Eggroll, Bagel, Cookie, Vengeance

The Four Ninja Food Groups

Sunday, April 17, 2005

A side note

To my great disappointment, I was informed today that the Kawasaki Ninja is not, in fact, a genetically engineered, vat-grown clone assassin manufactured specifically for the Tessier-Ashpool corporation.

It is actually a rather lame sport motorcycle that is prone to breakdowns and humiliation in the quarter-mile.

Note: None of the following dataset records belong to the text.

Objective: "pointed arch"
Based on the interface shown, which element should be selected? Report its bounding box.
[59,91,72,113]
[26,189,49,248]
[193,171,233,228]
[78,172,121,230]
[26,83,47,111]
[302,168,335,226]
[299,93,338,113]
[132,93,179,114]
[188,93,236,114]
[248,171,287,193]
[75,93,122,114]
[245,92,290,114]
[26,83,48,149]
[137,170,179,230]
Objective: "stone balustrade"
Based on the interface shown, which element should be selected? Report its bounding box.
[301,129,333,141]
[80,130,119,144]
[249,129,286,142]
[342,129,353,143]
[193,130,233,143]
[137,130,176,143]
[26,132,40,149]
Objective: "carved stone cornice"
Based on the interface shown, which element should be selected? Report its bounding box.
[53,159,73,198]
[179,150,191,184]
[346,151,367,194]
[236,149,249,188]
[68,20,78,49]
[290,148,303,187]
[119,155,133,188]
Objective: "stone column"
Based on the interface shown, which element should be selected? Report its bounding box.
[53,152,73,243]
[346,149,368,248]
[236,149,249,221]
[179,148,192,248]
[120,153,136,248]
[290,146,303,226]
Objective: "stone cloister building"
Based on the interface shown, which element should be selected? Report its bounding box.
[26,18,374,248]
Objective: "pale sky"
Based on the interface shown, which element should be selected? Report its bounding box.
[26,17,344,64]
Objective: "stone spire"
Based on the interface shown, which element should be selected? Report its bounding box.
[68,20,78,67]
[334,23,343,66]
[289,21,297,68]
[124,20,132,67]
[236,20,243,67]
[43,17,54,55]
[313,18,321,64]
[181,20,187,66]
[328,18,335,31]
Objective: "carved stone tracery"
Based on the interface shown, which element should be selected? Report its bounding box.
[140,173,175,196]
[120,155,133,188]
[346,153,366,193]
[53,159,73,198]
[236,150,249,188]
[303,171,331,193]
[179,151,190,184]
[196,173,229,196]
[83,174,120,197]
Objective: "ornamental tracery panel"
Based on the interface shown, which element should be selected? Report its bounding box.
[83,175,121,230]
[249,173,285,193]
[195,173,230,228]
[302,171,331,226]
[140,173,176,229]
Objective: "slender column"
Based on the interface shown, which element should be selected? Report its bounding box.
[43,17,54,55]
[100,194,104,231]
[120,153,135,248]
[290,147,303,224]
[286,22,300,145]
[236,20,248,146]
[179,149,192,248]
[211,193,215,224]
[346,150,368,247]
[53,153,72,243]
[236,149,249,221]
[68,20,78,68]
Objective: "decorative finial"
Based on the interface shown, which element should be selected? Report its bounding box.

In other news, pirates still blow goats.


Blogger viking_mistresses said...

you guys are funny.

8:02 PM  
Blogger muffin said...

It may be be a sucky motorcycle, but it is still better than riding a real ninja. I mean, those guys can only run 70, 80 tops. And, have you ever tried climbing on a ninja's back? Riding a ninja is only marginally safer than riding a motorcycle.

3:39 PM  
Anonymous Anonymous said...

fully ay!

4:58 AM  
Anonymous Patch-Eyed Pete said...

Arrr maties, tis the 2000's! Is this anti-pirate prejudice really necessary? It is our ability to buckle mad swash and shanghai all the fly wenches that has you distressed? Cause we be not tryna start no beef, we be be out only fer the essentials: Broads, grog and a good fight now and then.

2:02 PM  
Blogger KingTut said...

your blog sucks

3:47 AM  
Anonymous Anonymous said...

I doubt the majority of your blog readers know what Tessier-Ashpool is dude. That is why cyberpunk steeped Mythic creatures will rule this infosphere. We are NinjaPirates. The ultimate amalgam. Taste my fury. And my toecheese. Sucka.